Сочельник

Татьяна Алейникова: литературный дневник

Не знаю, как и когда родилась эта привычка открывать в праздники томик любимого прозаика. Наверное, почти четверть века сопровождает он меня. Выпадали годы, когда не снимала книгу с полки. В душевной смуте было не до чтения. Потом поняла, что только с ней можно преодолеть внутреннее смятение. Кто не испытывал саднящее чувство бесприютности в царящем вокруг предпраздничном возбуждении. Кого не посещало горькое ощущение пустоты в шумной толпе спешащих куда-то людей. Господи, они всегда спешат, не замечая никого и ничего вокруг. Что в мире способно остановить это вечное броуновское движение от рождения до...
Остановить невозможно, нужно самой остановиться, прислушаться к много пережившему человеку.

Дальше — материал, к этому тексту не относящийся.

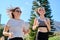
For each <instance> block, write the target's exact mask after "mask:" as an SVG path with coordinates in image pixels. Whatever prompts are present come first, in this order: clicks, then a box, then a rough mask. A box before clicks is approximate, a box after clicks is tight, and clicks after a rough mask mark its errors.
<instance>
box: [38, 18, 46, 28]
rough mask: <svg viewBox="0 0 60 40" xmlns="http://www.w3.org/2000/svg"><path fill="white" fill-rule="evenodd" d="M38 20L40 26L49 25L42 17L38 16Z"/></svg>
mask: <svg viewBox="0 0 60 40" xmlns="http://www.w3.org/2000/svg"><path fill="white" fill-rule="evenodd" d="M38 22H39V25H38V27H47V25H46V24H45V22H44V21H43V20H41V19H40V18H38Z"/></svg>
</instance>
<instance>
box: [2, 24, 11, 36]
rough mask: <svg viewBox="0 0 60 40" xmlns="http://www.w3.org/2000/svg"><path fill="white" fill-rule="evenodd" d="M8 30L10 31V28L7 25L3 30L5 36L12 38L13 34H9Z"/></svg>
mask: <svg viewBox="0 0 60 40" xmlns="http://www.w3.org/2000/svg"><path fill="white" fill-rule="evenodd" d="M8 30H9V26H7V25H6V26H5V27H4V30H3V35H4V36H9V37H12V33H9V32H8Z"/></svg>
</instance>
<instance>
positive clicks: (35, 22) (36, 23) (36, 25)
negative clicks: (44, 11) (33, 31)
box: [32, 18, 38, 30]
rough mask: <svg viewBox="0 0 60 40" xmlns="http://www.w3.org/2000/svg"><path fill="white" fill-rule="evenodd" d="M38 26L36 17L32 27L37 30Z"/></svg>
mask: <svg viewBox="0 0 60 40" xmlns="http://www.w3.org/2000/svg"><path fill="white" fill-rule="evenodd" d="M37 26H38V20H37V19H36V18H35V19H34V24H33V27H32V29H33V30H35V29H36V27H37Z"/></svg>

Слово писателя, наделённого божественным даром увидеть, запомнить, рассказать, поможет обрести почву под ногами, вернуть душевное равновесие. Этот мудрый собеседник -Иван Шмелёв, его книгу открываю в праздники, иногда и в будни, когда совсем уж невмоготу. Я знаю, что он пережил самое страшное, потерял сына, офицера, расстрелянного большевиками. Наверное, поэтому, воспоминания о детстве, об утраченной России-самые светлые и пронзительные в его творчестве. В них нет отзвука того, что принесёт ему революционное лихолетье. В них все еще живы. В них подлинная поэзия, любовь и печаль.

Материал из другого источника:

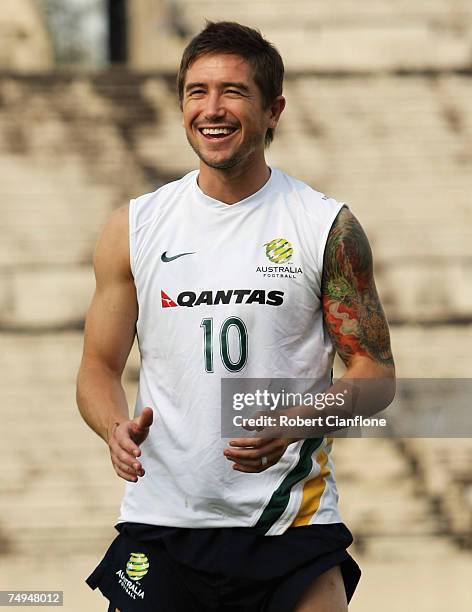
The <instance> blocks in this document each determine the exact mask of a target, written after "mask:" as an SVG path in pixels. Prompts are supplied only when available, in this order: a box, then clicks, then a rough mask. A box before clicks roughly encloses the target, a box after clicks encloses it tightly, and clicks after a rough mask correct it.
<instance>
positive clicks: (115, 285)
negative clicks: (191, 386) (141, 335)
mask: <svg viewBox="0 0 472 612" xmlns="http://www.w3.org/2000/svg"><path fill="white" fill-rule="evenodd" d="M128 228H129V222H128V207H127V206H125V207H122V208H119V209H117V210H116V211H114V212H113V213H112V215H111V216H110V218H109V220H108V222H107V224H106V225H105V228H104V229H103V232H102V234H101V236H100V239H99V241H98V243H97V246H96V249H95V253H94V269H95V278H96V289H95V293H94V296H93V299H92V302H91V304H90V308H89V311H88V313H87V319H86V323H85V336H84V350H83V356H82V362H81V365H80V369H79V373H78V377H77V405H78V407H79V410H80V413H81V415H82V417H83V418H84V420H85V421H86V423H87V424H88V425H89V426H90V427H91V428H92V429H93V430H94V431H95V432H96V433H97V434H98V435H99V436H100V437H102V438H103V439H104V440H105V442H107V444H108V446H109V448H110V454H111V459H112V463H113V466H114V468H115V471H116V473H117V474H118V475H119V476H120V477H121V478H124V479H125V480H129V481H131V482H135V481H136V480H137V476H142V475H144V470H143V468H142V465H141V463H140V462H139V461H138V460H137V458H136V457H138V456H139V455H140V454H141V451H140V450H139V444H141V442H143V441H144V439H145V438H146V436H147V433H148V431H149V427H150V425H151V423H152V410H151V409H150V408H145V409H144V410H143V412H142V413H141V415H140V416H139V417H137V418H136V419H133V420H130V419H129V413H128V403H127V400H126V395H125V391H124V389H123V386H122V384H121V377H122V373H123V370H124V367H125V364H126V360H127V358H128V355H129V353H130V350H131V347H132V345H133V341H134V336H135V333H136V321H137V317H138V303H137V298H136V288H135V285H134V280H133V276H132V274H131V268H130V258H129V238H128V231H129V230H128Z"/></svg>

-В Сочельник, под Рождество,— бывало, до звезды не ели. Кутью варили, из пшеницы, с медом; взвар — из чернослива, груши, шепталы... Ставили под образа, на сено. Почему?.. А будто — дар Христу. Ну... будто Он на сене, в яслях. Бывало, ждешь звезды, протрешь все стекла. На стеклах лед, с мороза. Вот, брат, красота–то!.. Елочки на них, разводы, как кружевное. Ноготком протрешь — звезды не видно? Видно! Первая звезда, а вон — другая... Стекла засинелись. Стреляет от мороза печка, скачут тени. А звезд все больше. А какие звезды!.. Форточку откроешь — резанет, ожжет морозом. А звезды..! На черном небе так и кипит от света, дрожит, мерцает. А какие звезды!.. Усатые, живые, бьются, колют глаз. В воздухе–то мерзлость, через нее–то звезды больше, разными огнями блещут, — голубой хрусталь, и синий, и зеленый, — в стрелках. И звон услышишь. И будто это звезды — звон–то! Морозный, гулкий, — прямо, серебро. Такого не услышишь, нет. В Кремле ударят, — древний звон, степенный, с глухотцой. А то — тугое серебро, как бархат звонный. И все запело, тысяча церквей играет. Такого не услышишь, нет. Не Пасха, перезвону нет, а стелет звоном, кроет серебром, как пенье, без конца–начала... — гул и гул.


Иван Шмелёв. Лето Господне. Праздники, радости, скорби.